At the same time, we also know the little deaths that take place every day. We know the daily disappointments, the betrayal of a friend, a failure at work, a difficult and tumultuous marriage, the loneliness and pain of one longing for something more from life. Beyond that there are the near-constant reminders that much of this world is far from God’s kingdom. How easy it is to look and see poverty and injustice, disease and despair all around. Like
Lazarus, we are bound tightly in death’s clothes: grief, disappointment, hopelessness. Yet Jesus speaks the last word for us: “Unbind him, and let him go” (John 11:44). This promise is bursting with resurrecting life. This word is spoken by the one who became human and was put in a tomb, but broke through the pervasive stench of death. In the waters of the font, we hear our God speak this word to us.

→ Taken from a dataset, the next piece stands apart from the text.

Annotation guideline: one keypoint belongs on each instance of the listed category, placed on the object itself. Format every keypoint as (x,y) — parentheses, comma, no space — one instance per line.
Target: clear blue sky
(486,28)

Lifting us out of the waters, God frees us from
the binding rags of death and dresses us in the royal clothing of Christ. At the table, we feast with the God in whom we have waited, the God who swallows up death forever. The last word is not death, but life as a beloved child of God.
Clothed in the righteousness of Christ, God’s people are called forth from the grave. Fellow saints rush forward to remove the rotting grave clothes. Together the people of God celebrate the hope and promise of resurrection, rising each new day to joyfully serve in the name of the one who is beyond death, Jesus our Savior.